The adopting release is published on SEC.gov and will be published in the Federal Register. The final rules will become effective 60 days following publication of the adopting release in the Federal Register, and compliance dates for the rules will be phased in for all registrants, with the compliance date dependent on the registrant’s filer status.

03/07/2024

Foreign-based person must comply with U.S. sanctions and export controls

Yesterday, U.S. Department of Justice, the U.S. Department of Commerce, and the U.S. Department of the Treasury’s Office of Foreign Assets Control, issued a Tri-Seal Compliance Note: “Obligations of foreign-based persons to comply with U.S. sanctions and export control laws.”

03/07/2024

U.S. targets companies and vessels aiding Qods Force and Houthi shipments

The Treasury Department has reported that OFAC has taken additional action to target shipments of Iranian commodities undertaken by the network of Iran-based, Islamic Revolutionary Guard Corps-Qods Force (IRGC-QF)-backed Houthi financial facilitator Sa’id al-Jamal. Yesterday’s action targets two Hong Kong- and Marshall Islands-based ship owners and two vessels for their role in shipping commodities on behalf of al-Jamal, and follows a February 27 action targeting a related vessel, the ARTURA.
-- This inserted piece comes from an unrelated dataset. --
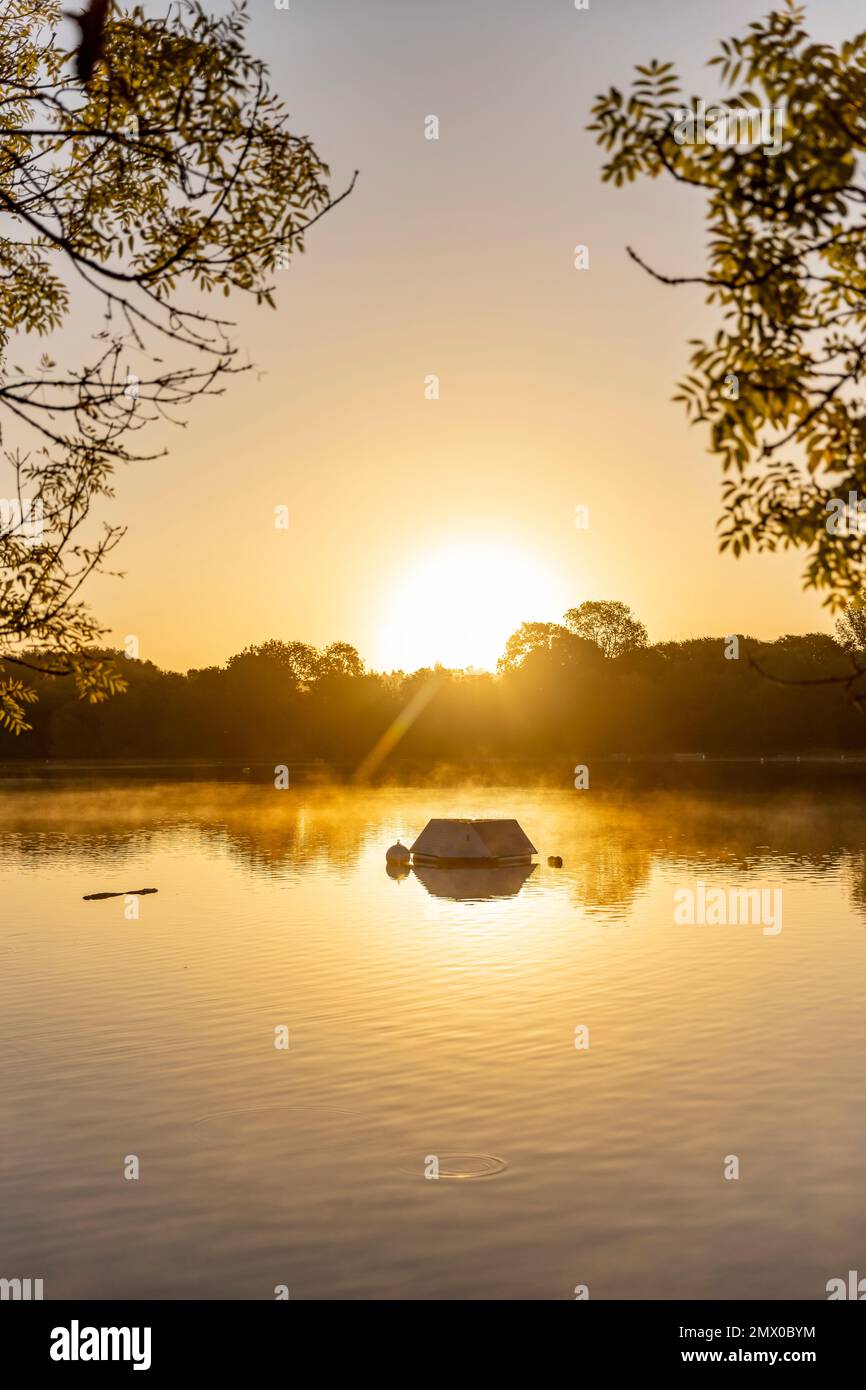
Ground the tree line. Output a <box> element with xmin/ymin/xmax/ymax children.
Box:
<box><xmin>1</xmin><ymin>603</ymin><xmax>866</xmax><ymax>773</ymax></box>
For identification information on the companies and vessels, see BankersOnline's March 6, 2024, OFAC Update.

03/07/2024

Fed posts Beige Book for February 2024

The Federal Reserve Board has posted the February 2024 Beige Book, prepared at the Federal Reserve Bank of San Francisco based on information collected by the twelve Reserve Banks on or before February 26, 2024. This document summarizes comments received from contacts outside the Federal Reserve System and is not a commentary on the views of Federal Reserve officials.

03/06/2024

Another FDIC update to RMS Manual

The FDIC has announced another update of its Risk Management Manual of Examination Policies (RMS Manual). This update affects Section 15.1 (Formal Administrative Actions).